Ancilla bits are extra bits (units of information) used in computing paradigms requiring reversible operations, such as classical reversible computing and quantum computing. Unlike classical computing, where bits can be freely set to 0 or 1, reversible computation requires all operations on computer memory to be invertible. Ancilla bits, whose initial state is known, provide the necessary "workspace" for performing operations that would otherwise erase information. They play a crucial role in implementing complex logic gates and enabling universal computation within these reversible models.

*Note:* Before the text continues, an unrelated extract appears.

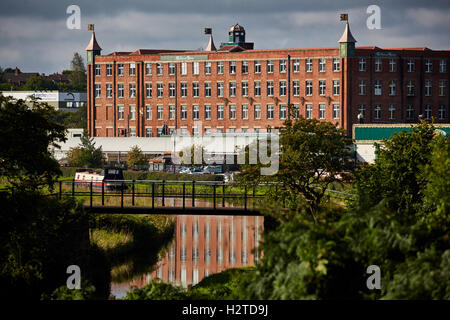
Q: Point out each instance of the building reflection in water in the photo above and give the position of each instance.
(206, 245)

In quantum computing, and unless explicitly established otherwise, the values of ancilla (qu)bits require uncomputation, as they may otherwise carry unwanted entanglement and will likely invalidate the result of the computation.

Ancilla bits can simplify complex operations. For example, an ancilla bit can be used to control a Toffoli gate, effectively turning it into a simpler gate like a controlled NOT or a NOT gate.

== Number of bits required ==
For classical reversible computation, a constant number O(1) of ancilla bits is necessary and sufficient for universal computation. While additional ancilla bits aren't strictly required, they can provide extra working space, leading to simpler circuit constructions using fewer logic gates.

== Ancilla qubits ==
The concept of ancilla bit can be extended for quantum computing in terms of ancilla qubits, that can be used for example in quantum error correction.
One notable example for the use of ancilla qubits in quantum computing is the Deutsch–Jozsa algorithm.

Quantum catalysis uses ancilla qubits to store entangled states that enable tasks that would not normally be possible with local operations and classical communication (LOCC).